Are you tired of trying to find a diet that fits your schedule?
That’s understandable: you need something that you can keep up with. If your diet isn’t simple to follow, chances are you’ll abandon it.
Which is why you’re interested in intermittent fasting, right? You heard it can solve all of your problems. You want to learn more.
Well, you’ve come to the right place, so let’s get started.
So What is Intermittent Fasting?
Let’s start by talking about what intermittent fasting isn’t:
- A diet
So what is intermittent fasting if it’s not a diet?
Well, to put it simply, it’s a pattern of eating; you’re scheduling when you eat instead of changing what you eat. Instead of eating three to five meals throughout the day, you eat one or two meals within a small time frame.
It really is that simple.
If you wish, you can of course combine intermittent fasting, or time restricted eating as it is also called, with a diet, e.g. low carb or ketogenic to get even better results.
Why Should You Consider It?
Humans have been fasting throughout our entire evolution, so the idea of intermittent fasting is something that our bodies are biologically accustomed to, even if we’ve never tried it before.

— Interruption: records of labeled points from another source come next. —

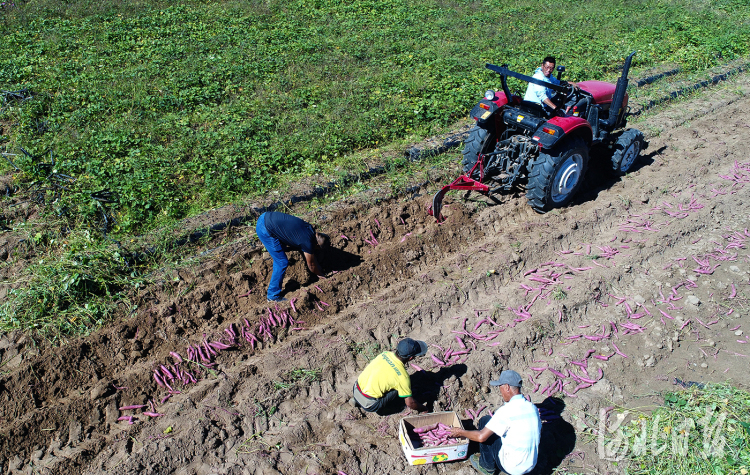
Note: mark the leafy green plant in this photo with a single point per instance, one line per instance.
(702, 429)
(70, 292)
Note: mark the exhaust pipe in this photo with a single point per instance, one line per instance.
(618, 98)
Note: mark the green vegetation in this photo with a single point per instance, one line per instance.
(697, 431)
(167, 109)
(176, 107)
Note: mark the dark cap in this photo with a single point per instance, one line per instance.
(407, 348)
(508, 377)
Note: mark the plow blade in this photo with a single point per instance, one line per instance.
(461, 183)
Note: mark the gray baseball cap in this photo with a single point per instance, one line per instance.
(508, 377)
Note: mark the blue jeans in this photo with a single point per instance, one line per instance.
(489, 451)
(280, 262)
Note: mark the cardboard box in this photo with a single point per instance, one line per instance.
(442, 453)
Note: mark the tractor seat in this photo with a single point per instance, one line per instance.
(533, 108)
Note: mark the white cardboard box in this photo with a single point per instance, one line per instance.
(443, 453)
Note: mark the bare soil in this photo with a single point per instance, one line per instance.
(663, 250)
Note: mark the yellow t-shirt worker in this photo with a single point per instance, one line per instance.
(385, 382)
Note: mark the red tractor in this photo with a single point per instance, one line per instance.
(516, 142)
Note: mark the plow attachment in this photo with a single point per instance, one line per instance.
(463, 182)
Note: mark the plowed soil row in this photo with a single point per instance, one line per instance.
(663, 251)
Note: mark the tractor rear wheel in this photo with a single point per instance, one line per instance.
(479, 141)
(556, 177)
(627, 148)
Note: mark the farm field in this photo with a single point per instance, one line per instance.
(141, 140)
(661, 254)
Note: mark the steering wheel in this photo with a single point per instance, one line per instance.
(570, 94)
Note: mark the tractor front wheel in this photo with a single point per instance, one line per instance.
(555, 177)
(627, 148)
(478, 142)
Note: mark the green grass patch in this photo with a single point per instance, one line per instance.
(704, 431)
(71, 289)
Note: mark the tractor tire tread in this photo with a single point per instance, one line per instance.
(624, 140)
(541, 176)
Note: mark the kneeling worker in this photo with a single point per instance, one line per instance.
(385, 379)
(509, 440)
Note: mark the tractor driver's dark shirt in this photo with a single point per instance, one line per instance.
(291, 231)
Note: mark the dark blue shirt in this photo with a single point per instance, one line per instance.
(291, 231)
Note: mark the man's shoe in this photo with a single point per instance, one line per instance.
(474, 459)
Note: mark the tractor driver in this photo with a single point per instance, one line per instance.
(540, 94)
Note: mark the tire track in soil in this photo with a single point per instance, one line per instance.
(416, 287)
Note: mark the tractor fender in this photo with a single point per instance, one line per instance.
(485, 110)
(555, 129)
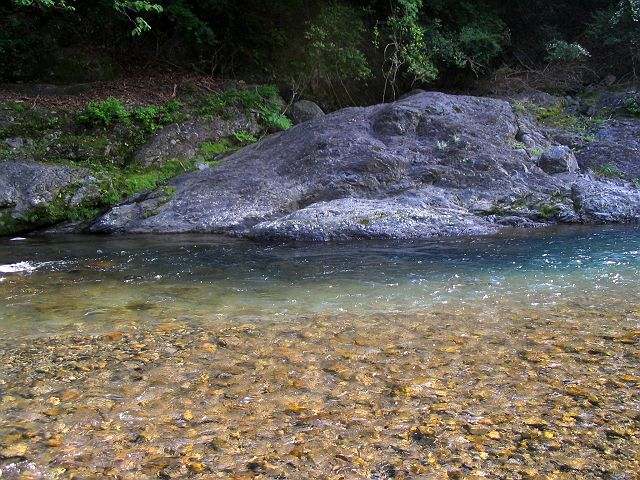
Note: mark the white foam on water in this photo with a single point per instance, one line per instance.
(18, 267)
(24, 267)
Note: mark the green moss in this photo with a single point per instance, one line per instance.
(244, 138)
(103, 113)
(263, 101)
(557, 117)
(632, 107)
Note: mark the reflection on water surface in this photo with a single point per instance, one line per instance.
(185, 356)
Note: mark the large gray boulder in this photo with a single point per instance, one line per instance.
(558, 159)
(182, 141)
(429, 165)
(27, 186)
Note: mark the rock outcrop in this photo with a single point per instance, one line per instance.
(181, 141)
(27, 186)
(429, 165)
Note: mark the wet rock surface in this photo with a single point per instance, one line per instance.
(514, 393)
(429, 165)
(26, 185)
(183, 140)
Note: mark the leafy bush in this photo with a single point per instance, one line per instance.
(104, 113)
(562, 51)
(263, 101)
(243, 137)
(109, 112)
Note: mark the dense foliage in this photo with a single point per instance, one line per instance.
(345, 51)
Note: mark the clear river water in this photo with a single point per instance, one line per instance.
(515, 356)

Without getting too technical, intermittent fasting makes it easier for you to consume a calorie deficit, lose body fat, and still eat the foods you love. It has also been known to possibly reduce the risk of cancer. Doesn’t that seem simpler than having to write down everything you eat in a food journal or weigh your meals?

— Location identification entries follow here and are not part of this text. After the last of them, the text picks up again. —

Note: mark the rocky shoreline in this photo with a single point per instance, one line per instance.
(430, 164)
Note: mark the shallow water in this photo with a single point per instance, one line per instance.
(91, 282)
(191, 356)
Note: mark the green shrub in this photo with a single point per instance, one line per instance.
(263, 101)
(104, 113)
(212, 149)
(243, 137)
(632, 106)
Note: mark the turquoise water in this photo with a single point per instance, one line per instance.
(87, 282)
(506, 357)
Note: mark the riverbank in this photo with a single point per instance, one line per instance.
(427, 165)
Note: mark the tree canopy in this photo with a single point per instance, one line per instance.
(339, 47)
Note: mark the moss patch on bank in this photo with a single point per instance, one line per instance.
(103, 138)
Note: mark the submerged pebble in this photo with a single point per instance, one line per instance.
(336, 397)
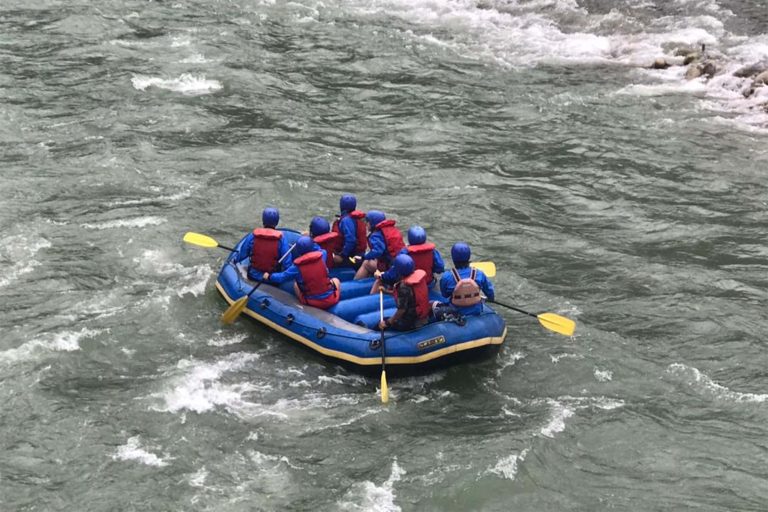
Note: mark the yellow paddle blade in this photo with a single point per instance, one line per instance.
(237, 307)
(201, 240)
(487, 267)
(557, 323)
(384, 388)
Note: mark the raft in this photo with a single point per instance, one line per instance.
(344, 333)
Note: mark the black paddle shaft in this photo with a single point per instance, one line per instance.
(514, 308)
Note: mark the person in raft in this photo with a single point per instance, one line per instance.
(425, 256)
(411, 297)
(320, 231)
(352, 232)
(462, 286)
(385, 242)
(265, 246)
(313, 285)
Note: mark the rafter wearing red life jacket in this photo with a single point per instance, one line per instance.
(418, 282)
(315, 281)
(423, 258)
(328, 242)
(265, 254)
(393, 240)
(361, 232)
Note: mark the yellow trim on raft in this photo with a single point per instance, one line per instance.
(375, 360)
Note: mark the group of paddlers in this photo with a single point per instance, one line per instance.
(373, 245)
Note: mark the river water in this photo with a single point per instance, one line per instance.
(629, 199)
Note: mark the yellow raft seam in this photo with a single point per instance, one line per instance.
(369, 361)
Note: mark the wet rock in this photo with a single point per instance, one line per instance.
(706, 69)
(694, 71)
(691, 57)
(751, 70)
(761, 79)
(684, 52)
(709, 69)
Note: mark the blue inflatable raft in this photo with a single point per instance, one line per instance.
(344, 334)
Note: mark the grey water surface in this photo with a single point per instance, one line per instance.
(629, 199)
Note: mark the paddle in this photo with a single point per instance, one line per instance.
(486, 267)
(237, 307)
(551, 321)
(204, 241)
(384, 389)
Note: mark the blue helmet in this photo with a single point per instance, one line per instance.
(416, 235)
(460, 253)
(404, 265)
(347, 203)
(304, 245)
(318, 226)
(375, 216)
(270, 217)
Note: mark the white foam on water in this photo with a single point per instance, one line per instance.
(197, 479)
(369, 497)
(64, 341)
(138, 222)
(188, 84)
(224, 340)
(557, 357)
(511, 360)
(695, 378)
(559, 413)
(603, 375)
(171, 198)
(179, 41)
(132, 450)
(195, 58)
(200, 390)
(506, 467)
(21, 249)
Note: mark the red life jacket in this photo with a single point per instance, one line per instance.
(467, 291)
(418, 282)
(360, 231)
(327, 241)
(423, 257)
(393, 240)
(314, 273)
(266, 249)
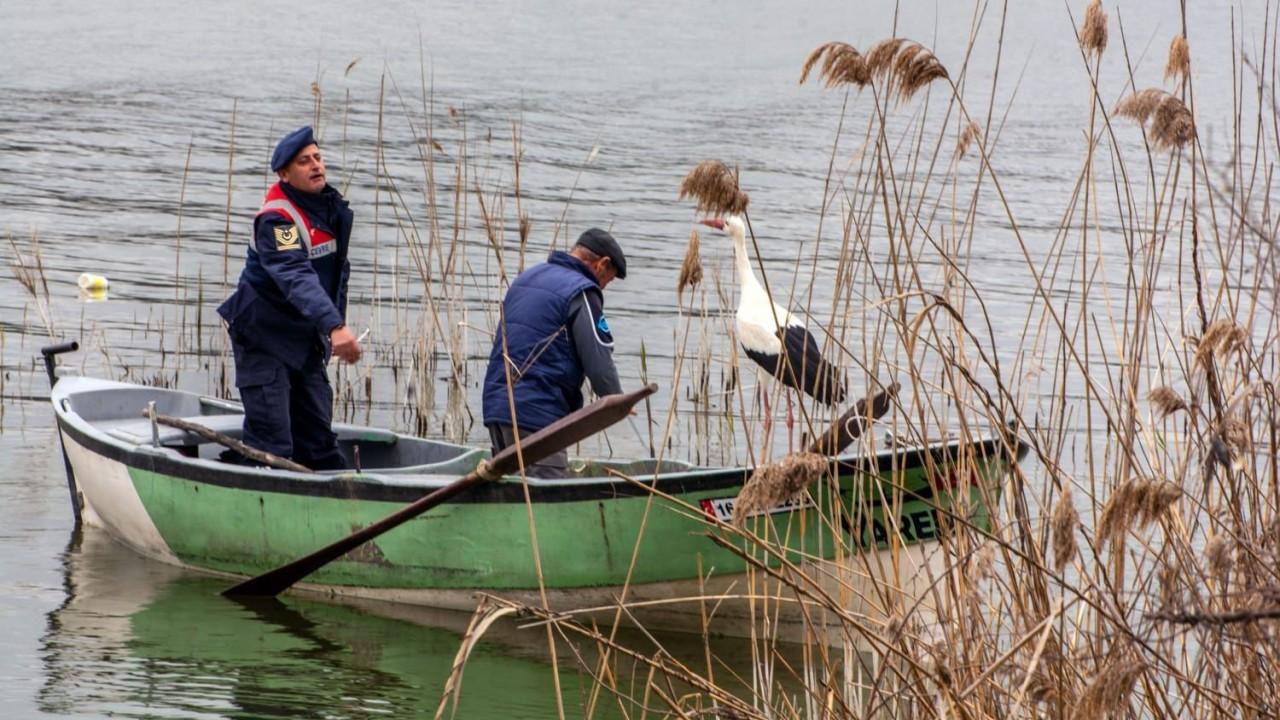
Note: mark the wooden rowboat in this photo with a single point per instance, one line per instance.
(632, 529)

Another benefit that intermittent fasting gives you is that it can actually help you live longer. That’s right, there was a study done in 2006 that shows alternating days of eating normally and intermittent fasting can lead to longer lifespans.
What Type of Intermittent Fasting is Right for You?
If you’ve done your homework, you know there are a variety of intermittent fasting schedules out there on the internet. You’re going to want to find the one that works best for you.
Think about these three factors when trying to decide on a schedule:
- Your daily schedule: this includes work, your social obligations, and more.
- Caloric needs: do you hit the treadmill for a half hour, or do you lift weights for 90 minutes?
- Lifestyle: do you have a taxing job that requires a lot of travel or do you work from home?
These factors will help you determine what schedule makes the most sense for you. If you work out a lot and travel for work, you’re going to want a schedule that lets you consume most of your calories in a small amount of time. Alternatively, if you work from home, you can try alternating intermittent fasting days with another diet. It’s all up to you, so let’s take a look at the different types of fasting.
This is the most popular schedule, you fast for 16 hours a day, which leaves you with an 8 hour eating window.
Fast for 18 hours, 6 hour eating window.
Fast for 20 hours, 4 hour eating window.
- 23-24/1 – OMAD
Fast for 23-24 hours, eat 1 meal. OMAD stands for “One Meal a Day” and is gaining traction as a good type of intermittent fasting schedule.
For example, if you choose to try the 16/8 schedule, you’ll spend 16 hours fasting and have a eight-hour period in which you consume all of your necessary calories for the day. This is the most common schedule for those who follow time restricted eating, as it gives them a large enough window to eat.
Also, remember that you get to choose when you eat; the schedule only correlates to the hours of the day you spend either fasting or eating. They don’t correlate to any set time of the day, so feel free to experiment with what works best for you.
For some, eating early in the day works best, e.g 8am – 4pm when doing 16/8, others prefer 12pm – 8pm.
Eat-Stop-Eat is quickly growing in popularity, especially among elite athletes. This is a schedule that alternates the time you spend fasting a few days of the week.
The way ESE works is that you spend one to two days a week intermittent fasting and you eat normally the other days. For example, if you follow 20/4 on Monday, and Thursday, the rest of the days of the week you eat normally with no timetable.
This is a great way to get used to intermittent fasting and is highly recommended for beginners.
The 5:2 diet is also popular but differs in that it restricts your calories on fasting days. This is the perfect choice for people who work office jobs or are generally sedentary in their jobs.
The way it works is quite simple: five days of the week, you eat as you normally would, without any restrictions on calories or time. Two days of the week, you restrict your calories to under 600 calories, which amounts to one large meal for the entire day.
Let’s Wrap it Up
Intermittent fasting isn’t for everyone; you have to be disciplined in the beginning, but after a while it becomes easier, especially if you combine it with a low carb or ketogenic diet. It’s all worth it in the end, however, so if you think this is for you, try it. Stick with it until you see results; you can do this.